The main interest in the TV bands is driven by the worldwide switchover from analogue to digital terrestrial TV which will release a large portion of spectrum known as the “digital dividend”, and might also make available the guard bands between existing or new broadcasting channels (the so-called TV White Spaces or TVWS) available for opportunistic use. These frequency bands are very valuable as they provide propagation characteristics that enable signals to penetrate thick walls and travel long distances. The general consensus worldwide is that at least part of this digital dividend and TVWS spectrum should be allocated for mobile broadband services.
The debate on these so-called ‘white spaces’, is regularly grabbing headlines in the media with a noticeable interest from and role for new players in the wireless field. The debates centers on the free use of White Space Devices (WSD), i.e. devices that could opportunistically make use of free spectrum for various goals. Parties in favor of these devices see major opportunities for the freed up spectrum, including more mobile broadband services, offering better quality of service, to more users. Traditional users of the freed-up spectrum bands and adjacent spectrum bands such as broadcasters are concerned about the consequences of this type of unlicensed use that could interfere with licensed use. They demand a highly regulated approach.

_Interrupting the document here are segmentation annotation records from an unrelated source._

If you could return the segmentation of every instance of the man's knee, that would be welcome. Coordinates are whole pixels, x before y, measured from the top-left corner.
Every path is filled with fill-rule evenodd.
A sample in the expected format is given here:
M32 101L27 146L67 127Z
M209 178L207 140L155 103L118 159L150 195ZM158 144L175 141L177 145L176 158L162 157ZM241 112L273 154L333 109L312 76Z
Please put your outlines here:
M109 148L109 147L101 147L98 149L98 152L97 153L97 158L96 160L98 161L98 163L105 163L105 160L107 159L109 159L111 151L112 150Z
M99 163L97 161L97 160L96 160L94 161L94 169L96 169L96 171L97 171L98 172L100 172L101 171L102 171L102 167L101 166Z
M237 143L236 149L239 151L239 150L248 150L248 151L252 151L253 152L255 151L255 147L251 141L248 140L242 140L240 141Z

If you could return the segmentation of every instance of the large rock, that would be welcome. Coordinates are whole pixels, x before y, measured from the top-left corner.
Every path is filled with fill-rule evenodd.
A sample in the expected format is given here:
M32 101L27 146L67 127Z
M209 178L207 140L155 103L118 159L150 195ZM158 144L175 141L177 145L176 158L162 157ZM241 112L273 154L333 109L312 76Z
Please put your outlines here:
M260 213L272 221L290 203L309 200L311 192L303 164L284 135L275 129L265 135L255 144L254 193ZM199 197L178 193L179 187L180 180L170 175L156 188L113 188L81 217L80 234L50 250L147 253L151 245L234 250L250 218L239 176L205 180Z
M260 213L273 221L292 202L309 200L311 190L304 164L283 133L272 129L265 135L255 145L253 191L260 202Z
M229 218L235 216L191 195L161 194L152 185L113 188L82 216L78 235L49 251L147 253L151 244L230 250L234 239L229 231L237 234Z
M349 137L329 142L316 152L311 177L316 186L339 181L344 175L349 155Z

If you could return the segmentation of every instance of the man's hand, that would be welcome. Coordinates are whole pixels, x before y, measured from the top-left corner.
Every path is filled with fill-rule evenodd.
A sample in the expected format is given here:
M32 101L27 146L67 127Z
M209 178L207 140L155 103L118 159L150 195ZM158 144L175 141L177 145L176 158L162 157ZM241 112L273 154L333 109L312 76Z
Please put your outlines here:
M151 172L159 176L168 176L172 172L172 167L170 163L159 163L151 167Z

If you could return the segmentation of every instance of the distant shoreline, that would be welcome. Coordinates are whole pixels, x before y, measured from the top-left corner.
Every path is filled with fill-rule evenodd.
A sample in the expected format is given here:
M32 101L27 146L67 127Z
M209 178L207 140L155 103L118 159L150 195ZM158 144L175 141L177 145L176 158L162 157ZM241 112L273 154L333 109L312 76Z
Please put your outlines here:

In the US, the FCC adopted rules for unlicensed use of television white spaces already in 2008. This announcement was a major endorsement for Cognitive Radio and will softly introduce spectrum sensing technologies in the market in the coming years. The FCC has proposed to use geo-location technology as a primary measure to combat interference: i.e. to check in a database whether a certain frequency band is available or not at a certain location before authorizing the unlicensed use. However, the FCC also stipulates that the geo-location based devices should be complemented with sensing technology: The Commission also has required that devices include the ability to listen to the airwaves to sense wireless microphones as an additional measure of protection for these devices. To implement reuse of the TV white spaces, from a platform point of view, the main challenges are related to the sensing requirements. Indeed, as illustrated below, it is impossible to sense the exact impact of the secondary transmitter on the primary receiver that should be protected.
The IEEE 802.22 Working Group (WG) was formed in November 2004, after the FCC released its Notice of Proposed Rule Making (NPRM) for the TV bands in May 2004. This WG was specifying an air interface (including PHY and MAC specifications) for Wireless Regional Area Networks (WRAN) to coexist with legacy TV transmission relying on cognitive capability. It was the first standard designed for opportunistic spectrum access. It is only possible to sense the channel
from the primary transmitter to the secondary transmitter, and huge safety margins are added in order to accommodate unknown blocking in the sensed channel. Indeed, if the sensed channel would be blocked, the primary transmitter would seem to be further away than it actually is, and the secondary transmitter could falsely assume that the channel is free. For the TV white spaces, sensing up to −116 dBm is hence targeted, which is well below the noise floor in those bands. The FCC’s conclusion however stated that devices do not consistently sense TV or wireless microphone signals and the transmitter is capable of causing interference to these signals.
IEEE 802.22 only focuses on fixed devices, while the IEEE 802.22a is to add mobile and portable device functionality to IEEE 802.22. The use of the lower frequency bands are particularly useful for rural access because of the favorable propagation conditions encountered for those lower frequencies. Although the population density is often very small in rural areas, large coverage areas might render the deployment of 802.22 Base Stations (BSs) a profitable business. These lower frequency bands are licensed for TV broadcasting and Wireless Microphones. However, many TV channels are largely unoccupied in many parts of The world and often TV is delivered through cable access or satellite. As a result, opening up those bands for WRAN systems could make a good case, both from business and technical points of view. Next to the main WRAN application domain, 802.22 networks can also be used for smaller markets such as small businesses or home offices. But the main goal is delivering broadband to households in rural areas. An example of a deployed 802.22 network is given in the illustration below.
The 802.22 networks operate in a fixed point-to-multi-point topology where a BS controls a cell consisting of a number of Consumer Premise Equipments (CPEs). The BS is an entity installed by an operator, and controls the cell strictly. Next to more traditional medium access control, that addresses when to transmit, it decides on how CPEs should access the spectrum. Moreover, the BS maintains control of a distributed sensing strategy to keep track of potential primary users (TV or wireless microphone signals). Clearly, it possible to have multiple 802.22 cells that interfere. This is aggravated because of the very large transmission area of those systems. Coexistence issues of 802.22 cells are hence also addressed in the 802.22 standard.